The basics of the gameplay are essentially the same as they were on the handheld: slice fruit to earn points, slice a bunch for combo points, avoid bombs and try not to miss any fruit. The rules vary between each different game type, but the core mechanic sees you flailing your arms (and legs if you want) about, cutting various juicy looking fruits in half.
All the iPhone game's modes are included here along with some exclusives only found in the 360 game. Classic asks you to slice up fruit while avoiding bombs, with the game only ending if you miss three items of fruit or strike a bomb. The requirement to hit all the fruit while dodging bombs means Classic mode is the biggest test of Kinect's functionality and precision, and for the most part the hardware does the job very well.
Initially it's a hard to judge exactly where you're slicing (the game places a silhouette of your body on the screen), but after a few games both hands will be whizzing about the screen with a level of accuracy only marginally below that offered by the touchscreen interface on the iPhone. There's a small about of lag on your inputs but nothing that will be noticed by anyone who isn't looking for it, and the ability to wave about two arms feels more natural than swiping two fingers on the touchscreen.
More immediately accessible are Arcade and Zen, which take place under timed conditions but don't have any Game Over penalties. Arcade mode throws in point-deduction bombs but you're always left to play through until the timer counts down, while Zen is just you against the fruit. Zen mode might be where you'll go to tune your slicing skills without the stresses of the other game modes, but Arcade is where the most fun will be had.
As well as the aforementioned bombs, Arcade throws in a number of power-up bananas that alter the game by offering double points, a frenzy of fruit or severely slowed down time. A pomegranate also appears during Arcade and Classic games, slowing down time and allowing you to slice the poor purple fruit into a pulp before it explodes and clears the screen in the process. This found its way into the iPhone release in the latest update and works brilliantly in the Kinect version of the game.
New to Fruit Ninja Kinect is Challenge mode, in which you're tasked with reaching certain goals: 50 points in Zen Mode, 150 points in Classic mode, etc. These are a neat way to jump right into the action with a clear objective, but there doesn't appear to be a steady rise in difficulty. You might have a string of challenges achievable with your eyes closes, followed by something that requires ninja-like reflexes, making for some frustrating moments.

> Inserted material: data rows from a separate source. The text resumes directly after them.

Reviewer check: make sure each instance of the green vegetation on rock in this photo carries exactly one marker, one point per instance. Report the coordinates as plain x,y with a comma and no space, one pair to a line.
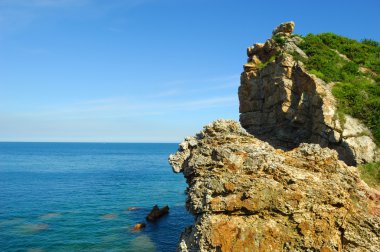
355,68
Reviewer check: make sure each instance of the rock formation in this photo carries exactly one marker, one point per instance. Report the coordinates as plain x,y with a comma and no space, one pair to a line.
283,104
157,213
248,196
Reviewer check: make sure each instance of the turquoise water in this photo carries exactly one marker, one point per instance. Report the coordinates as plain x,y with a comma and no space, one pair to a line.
75,197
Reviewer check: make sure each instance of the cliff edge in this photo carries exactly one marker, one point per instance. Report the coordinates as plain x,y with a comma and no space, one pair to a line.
280,180
285,105
248,196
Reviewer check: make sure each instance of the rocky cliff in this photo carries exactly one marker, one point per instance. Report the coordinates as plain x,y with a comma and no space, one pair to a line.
283,104
279,183
248,196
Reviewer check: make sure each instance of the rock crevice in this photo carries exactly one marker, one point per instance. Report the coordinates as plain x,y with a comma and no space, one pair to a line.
248,196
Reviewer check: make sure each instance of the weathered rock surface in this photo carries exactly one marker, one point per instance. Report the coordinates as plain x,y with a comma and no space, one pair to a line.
280,102
157,213
248,196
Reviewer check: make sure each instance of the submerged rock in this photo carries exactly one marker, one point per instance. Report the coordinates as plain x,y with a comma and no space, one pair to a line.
157,213
248,196
139,226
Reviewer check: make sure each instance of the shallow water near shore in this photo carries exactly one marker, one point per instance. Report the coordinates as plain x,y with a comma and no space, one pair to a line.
75,197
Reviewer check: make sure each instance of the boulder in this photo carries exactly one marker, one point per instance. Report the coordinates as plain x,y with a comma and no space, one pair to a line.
285,105
248,196
157,213
139,226
284,28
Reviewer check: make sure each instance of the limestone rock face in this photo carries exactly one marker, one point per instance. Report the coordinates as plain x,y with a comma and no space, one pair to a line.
248,196
280,102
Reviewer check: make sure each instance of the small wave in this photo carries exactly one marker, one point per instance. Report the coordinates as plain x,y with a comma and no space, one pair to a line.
110,216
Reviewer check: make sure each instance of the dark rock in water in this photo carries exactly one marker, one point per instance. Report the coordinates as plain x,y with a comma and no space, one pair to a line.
132,208
157,213
139,226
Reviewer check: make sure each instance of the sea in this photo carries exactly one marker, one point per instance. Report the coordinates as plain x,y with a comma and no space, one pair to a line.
88,197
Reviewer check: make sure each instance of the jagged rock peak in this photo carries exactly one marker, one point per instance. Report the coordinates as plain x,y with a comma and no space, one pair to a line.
286,28
248,196
285,105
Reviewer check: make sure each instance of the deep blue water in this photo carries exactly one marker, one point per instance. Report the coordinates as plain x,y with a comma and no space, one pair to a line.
75,197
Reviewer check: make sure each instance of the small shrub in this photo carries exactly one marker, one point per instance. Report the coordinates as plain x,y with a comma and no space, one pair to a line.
279,40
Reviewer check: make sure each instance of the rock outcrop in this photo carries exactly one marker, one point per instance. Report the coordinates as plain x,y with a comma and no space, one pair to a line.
283,104
248,196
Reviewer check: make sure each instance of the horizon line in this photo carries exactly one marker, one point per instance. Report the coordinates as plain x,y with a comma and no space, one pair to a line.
98,142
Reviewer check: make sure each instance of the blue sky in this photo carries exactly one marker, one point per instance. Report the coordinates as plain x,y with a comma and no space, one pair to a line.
141,70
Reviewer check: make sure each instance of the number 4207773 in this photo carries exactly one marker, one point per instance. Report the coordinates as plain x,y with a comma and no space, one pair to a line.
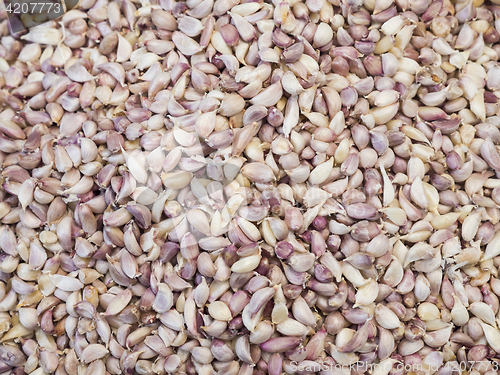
33,8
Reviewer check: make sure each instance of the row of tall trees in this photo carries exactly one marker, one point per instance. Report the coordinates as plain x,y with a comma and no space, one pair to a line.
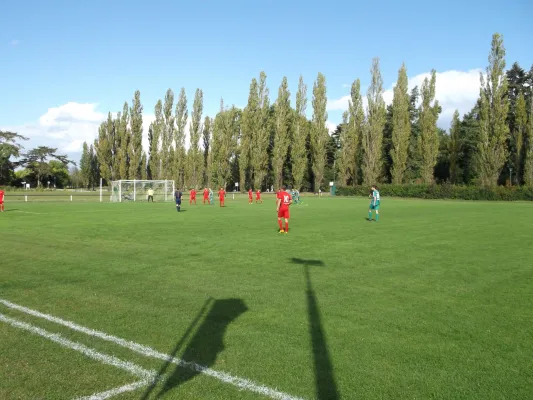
268,143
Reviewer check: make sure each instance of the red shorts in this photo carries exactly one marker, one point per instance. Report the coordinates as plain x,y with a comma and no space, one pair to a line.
283,213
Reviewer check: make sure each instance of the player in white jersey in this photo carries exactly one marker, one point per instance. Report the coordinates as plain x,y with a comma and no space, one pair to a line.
374,203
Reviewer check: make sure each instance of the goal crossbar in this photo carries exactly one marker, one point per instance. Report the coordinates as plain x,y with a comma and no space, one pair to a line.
139,190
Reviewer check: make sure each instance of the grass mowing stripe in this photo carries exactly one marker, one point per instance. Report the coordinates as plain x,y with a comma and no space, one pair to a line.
116,391
87,351
241,383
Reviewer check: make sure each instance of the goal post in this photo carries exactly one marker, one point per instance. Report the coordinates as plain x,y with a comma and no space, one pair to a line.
137,190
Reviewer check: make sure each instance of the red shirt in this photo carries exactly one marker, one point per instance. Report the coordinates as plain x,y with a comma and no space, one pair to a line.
285,200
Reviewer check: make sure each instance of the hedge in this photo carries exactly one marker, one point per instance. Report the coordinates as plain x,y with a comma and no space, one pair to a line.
444,191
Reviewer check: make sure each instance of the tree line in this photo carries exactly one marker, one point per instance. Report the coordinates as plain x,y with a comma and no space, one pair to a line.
272,142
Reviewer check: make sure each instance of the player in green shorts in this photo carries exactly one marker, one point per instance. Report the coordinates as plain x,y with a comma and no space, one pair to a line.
374,203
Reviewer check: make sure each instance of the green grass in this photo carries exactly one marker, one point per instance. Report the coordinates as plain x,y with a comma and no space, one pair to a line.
434,301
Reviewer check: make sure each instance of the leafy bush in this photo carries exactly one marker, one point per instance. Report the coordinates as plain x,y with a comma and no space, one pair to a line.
444,191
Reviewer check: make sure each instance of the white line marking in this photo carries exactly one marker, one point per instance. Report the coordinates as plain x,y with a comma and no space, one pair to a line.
241,383
91,353
116,391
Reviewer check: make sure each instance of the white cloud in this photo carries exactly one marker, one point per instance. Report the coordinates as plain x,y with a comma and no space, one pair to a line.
454,90
66,128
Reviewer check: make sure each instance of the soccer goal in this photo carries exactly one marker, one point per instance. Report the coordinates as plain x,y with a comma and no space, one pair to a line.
138,190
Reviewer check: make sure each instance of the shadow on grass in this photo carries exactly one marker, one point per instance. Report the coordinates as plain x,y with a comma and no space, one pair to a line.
177,348
204,347
326,388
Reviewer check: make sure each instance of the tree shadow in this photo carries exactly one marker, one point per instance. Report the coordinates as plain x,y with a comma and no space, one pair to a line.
301,261
326,387
177,347
206,344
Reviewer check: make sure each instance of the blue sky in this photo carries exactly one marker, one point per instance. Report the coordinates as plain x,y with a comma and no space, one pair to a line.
65,64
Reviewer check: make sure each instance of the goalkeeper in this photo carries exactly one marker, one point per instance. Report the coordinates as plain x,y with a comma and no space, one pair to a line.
296,196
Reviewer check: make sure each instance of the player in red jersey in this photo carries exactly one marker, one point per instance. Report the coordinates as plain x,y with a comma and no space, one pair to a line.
192,196
258,196
221,196
283,201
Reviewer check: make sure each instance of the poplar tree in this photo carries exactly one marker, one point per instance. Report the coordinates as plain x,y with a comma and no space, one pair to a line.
494,107
261,134
154,139
104,151
167,137
95,171
319,131
373,131
250,119
428,141
224,138
207,138
298,150
350,136
123,143
520,132
455,147
179,138
85,165
281,138
136,151
195,160
144,167
528,162
401,127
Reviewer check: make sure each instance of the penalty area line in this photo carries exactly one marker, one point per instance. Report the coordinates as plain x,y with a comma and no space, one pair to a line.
148,376
241,383
130,387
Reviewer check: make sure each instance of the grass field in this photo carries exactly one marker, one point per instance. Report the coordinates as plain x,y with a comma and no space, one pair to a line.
435,301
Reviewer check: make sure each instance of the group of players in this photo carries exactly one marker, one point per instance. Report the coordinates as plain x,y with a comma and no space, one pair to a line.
283,200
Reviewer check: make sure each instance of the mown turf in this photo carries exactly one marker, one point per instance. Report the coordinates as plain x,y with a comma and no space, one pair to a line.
434,301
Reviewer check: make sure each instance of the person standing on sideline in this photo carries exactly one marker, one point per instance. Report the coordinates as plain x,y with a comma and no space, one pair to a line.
192,196
177,196
283,202
2,193
221,196
374,203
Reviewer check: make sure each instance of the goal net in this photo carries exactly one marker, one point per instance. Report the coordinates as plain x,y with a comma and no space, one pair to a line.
138,190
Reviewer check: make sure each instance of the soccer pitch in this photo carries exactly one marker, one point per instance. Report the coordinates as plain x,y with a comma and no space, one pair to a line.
137,301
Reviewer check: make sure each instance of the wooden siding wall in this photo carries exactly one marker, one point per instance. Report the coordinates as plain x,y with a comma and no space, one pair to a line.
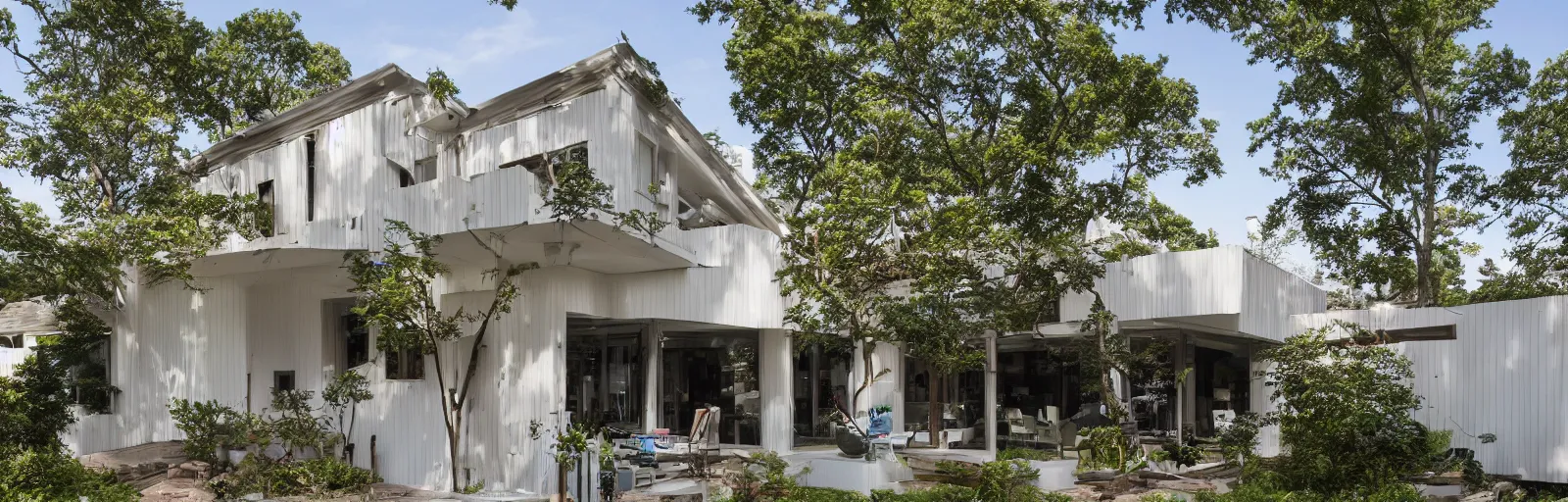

Multiplayer for two players includes the versus mode found in the iPhone game (slice your coloured fruit, avoid your opponent's fruit, and try to get the white fruit first) in which highest score wins, as well as a team mode in which you just hack up the fruit together. Versus mode is the most fun, but as with all Kinect games, you do need a fair bit of room in order to avoid accidents resulting from flailing arms.
As a word of warning, Fruit Ninja Kinect is one of the most active games available for the device. It's incredibly easy to get carried away with your slicing and after each session you can expect your shoulders to be feeling it - a bonus for anyone using Kinect to inject some activity into their normal daily routine.
There's no denying that Fruit Ninja Kinect is great fun when played alone or with friends, and makes excellent use of the Kinect hardware, but it's also a little overpriced when compared with the iPhone offering. You get slightly more content, but I can't help but think you're paying for a beefed up mini-game. Still, if you own Kinect Fruit Ninja is one of the best experiences available for it.